Prolog w skali Dakaru to nawet nie rozgrzewka, ale jego główną funkcją ma być ustalenie kolejności startu do pierwszego etapu. Sonik do zwycięzcy - Ignacio Casale stracił tylko 23 sekundy.
Na starcie krakowianin miał drobne problemy techniczne z jednym z urządzeń nawigacyjnych, a przy wyjeździe z głębokiej rzeki stracił kilka sekund z powodu "zmyłki" kibiców, którzy pokierowali go w odwrotną stronę.
Co innego skłoniły go do przemyśleń już na początku ścigania - analiza list startowych różnych klas i zmiany wprowadzone przez organizatorów. - Zgodnie z zapowiedzią Marca Comy [dyrektor rajdu] w naszych roadbookach jest mniej informacji o trasie. Zwykle na początku był długi opis specyfiki i ukształtowania terenu na trasie. Teraz są trzy lakoniczne zdania.
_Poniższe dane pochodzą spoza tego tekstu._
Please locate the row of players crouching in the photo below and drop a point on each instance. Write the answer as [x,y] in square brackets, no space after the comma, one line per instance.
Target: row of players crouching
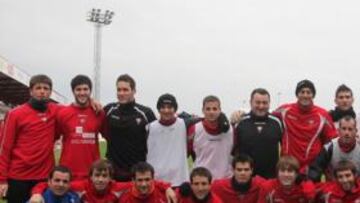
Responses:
[289,186]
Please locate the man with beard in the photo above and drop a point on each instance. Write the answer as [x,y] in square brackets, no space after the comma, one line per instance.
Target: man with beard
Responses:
[143,188]
[200,188]
[100,186]
[259,135]
[27,142]
[242,187]
[58,190]
[345,188]
[126,129]
[345,147]
[288,186]
[80,125]
[344,104]
[307,127]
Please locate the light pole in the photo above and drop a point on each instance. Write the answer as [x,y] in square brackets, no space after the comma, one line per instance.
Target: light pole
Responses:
[99,19]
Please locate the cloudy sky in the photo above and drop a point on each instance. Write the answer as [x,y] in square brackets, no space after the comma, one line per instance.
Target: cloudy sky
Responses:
[191,48]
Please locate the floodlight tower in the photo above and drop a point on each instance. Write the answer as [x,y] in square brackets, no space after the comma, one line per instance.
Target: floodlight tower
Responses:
[99,19]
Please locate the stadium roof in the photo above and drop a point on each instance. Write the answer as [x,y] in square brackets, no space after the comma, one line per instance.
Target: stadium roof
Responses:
[14,87]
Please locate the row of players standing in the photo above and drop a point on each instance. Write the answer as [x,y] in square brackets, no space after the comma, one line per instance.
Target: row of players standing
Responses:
[27,137]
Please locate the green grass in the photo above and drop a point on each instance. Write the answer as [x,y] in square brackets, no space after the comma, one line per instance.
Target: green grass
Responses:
[57,156]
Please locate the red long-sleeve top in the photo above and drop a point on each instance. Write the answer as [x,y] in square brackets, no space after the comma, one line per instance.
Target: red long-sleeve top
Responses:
[27,143]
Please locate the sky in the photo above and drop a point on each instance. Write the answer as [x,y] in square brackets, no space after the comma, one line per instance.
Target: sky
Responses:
[191,48]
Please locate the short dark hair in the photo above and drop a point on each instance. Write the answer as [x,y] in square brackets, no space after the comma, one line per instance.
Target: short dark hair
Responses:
[142,167]
[81,80]
[61,169]
[242,158]
[41,78]
[127,78]
[261,91]
[347,118]
[288,162]
[343,88]
[211,98]
[200,171]
[345,165]
[102,165]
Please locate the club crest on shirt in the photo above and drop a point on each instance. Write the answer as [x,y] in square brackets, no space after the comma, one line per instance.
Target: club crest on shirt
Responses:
[292,117]
[138,121]
[82,120]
Zniknęła również cała prawa kolumna, w której mogliśmy znaleźć informacje na temat punktów szczególnych. Wszystko, by podnieść poziom trudności - tłumaczył Sonik.
Te utrudnienia mogą już w najbliższych dniach okazać się kluczowe dla rywalizacji. Zwłaszcza w klasie quadów. Dlaczego? - Czołowi motocykliści i kierowcy w zdecydowanej większości pochodzą spoza Ameryki Południowej, podczas gdy w klasie quadów "przyjezdnych" jest bardzo niewielu. Lokalni zawodnicy doskonale znają te tereny, bo na co dzień tu trenują i dobrze wiedzą czego się spodziewać. My, Europejczycy, bez tych dodatkowych informacji w roadbooku jedziemy z zawiązanymi oczami. To są zupełnie nowe zasady gry - uważa Sonik. - Jakiekolwiek pojęcie o ukształtowaniu i rodzaju terenu pozwala zaplanować taktykę na odcinek specjalny i rozłożyć siły. Bo przecież zupełnie inaczej ustalę tempo jeśli będę wiedzieć, że 40 km pokonam na piasku, a potem "odpocznę" na równie długiej sekcji po twardym podłożu. Tym samym tegoroczny Dakar będzie dla mnie oraz innych zawodników spoza kontynentu prawdopodobnie jeszcze większym wyzwaniem niż dotychczas.
W sobotę całą stawkę czeka pierwszy poważny test - najpierw długa, ponad 300-kilometrowa dojazdówka, a następnie odcinek specjalny liczący 227 km.